"Akt der Notwehr"
CSU will EU-Wasserprivatisierungrichtlinie angeblich nicht umsetzen
Während der sozialdemokratische Münchner Oberbürgermeister Christian Ude nachdrücklich vor der am Donnerstag im Ausschuss für Binnenmarkt und Verbraucherschutz beschlossenen EU-Wasserprivatisierungsrichtlinie warnt, ist die "große Mehrheit der SPD-Abgeordneten im Europäischen Parlament" nach [http://www.markus-ferber.de/verschiedenes/presse-aktuell-single-view/?tx_ttnews[tt_news]=1708&cHash=73c7ea41808a2f973a052d0484e55c12 Angaben] der CSU-Europaabgeordneten Anja Weisgerber und Markus Ferber dafür. Auch viele sozialdemokratische, konservative und grüne Abgeordnete aus anderen Ländern befürworten die Richtlinie, weshalb Beobachter davon ausgehen, dass sie im Mai eine Mehrheit im Plenum erreicht. Die CSU-Abgeordneten stellten dagegen im Ausschuss einen Änderungsantrag zur Ablehnung der etwas irreführend "Konzessionsrichtlinie" benannten Vorschrift, weil sie ihrer Ansicht nach "nur zusätzliche Bürokratie" bringt und "zur Stärkung des Binnenmarktes nicht erforderlich" ist.
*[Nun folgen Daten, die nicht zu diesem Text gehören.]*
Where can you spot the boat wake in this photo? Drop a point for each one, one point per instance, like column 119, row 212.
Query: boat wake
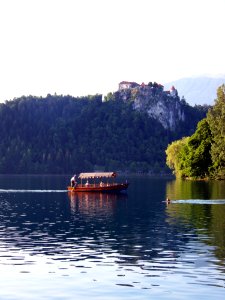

In der bayerischen Heimat der Christsozialen plant man angeblich schon weiter: In einem "unter Federführung" von Generalsekretär Alexander Dobrindt entstandenen internen Papier für die nächste Vorstandssitzung Anfang Februar soll dem Spiegel zufolge ein bemerkenswert selbstbewusster Satz stehen: "Wenn die EU-Kommission die Zwangsprivatisierung der Wasserversorgung anordnen sollte, dann wird das in Bayern nicht umgesetzt". Dieser Ungehorsam wäre dem Papier zufolge "nichts anderes als ein Akt der Notwehr", weil die Privatisierungspläne der Kommission "nur einen Gewinner" hervorbrächten, "nämlich internationale Großkonzerne". Außerdem seien sie "schon wegen der hohen Ansprüche an die Sicherheit und Qualität der Trinkwasserversorgung, die zum Schutz der gesundheitlichen Unbedenklichkeit zu stellen sind, bedenklich".
Führt man sich vor Augen, dass die CSU bis September einem Wahlkampf bestehen muss, der auf Landesebene von Christian Ude angeführt wird, dann wirkt der Plan durchaus schlüssig: Kommt die Privatisierung der Wasserversorgung durch die Hintertür, dann hätte Ude ein gutes Wahlkampfthema. Stellt sich die CSU dem aber entgegen, dann kann sie mit bayerischer Eigenständigkeit, Kritik an der Brüsseler Bürokratie und dem Privatisierungseifer der sozialdemokratischen Europaabgeordneten Stimmung machen. Darüber hinaus gibt es bei den Christsozialen durchaus Basisstimmen, die der Privatisierung von Leistungen der Daseinsfürsorge kritisch gegenüberstehen. Ihre Stimmen wurden während der Führung der Partei durch Edmund Stoiber in den Hindergrund gedrängt, finden aber wieder mehr Gehör, seit immer mehr negative Auswirkungen eines unbesonnenen Privatisierungsüberschwangs sichtbar werden.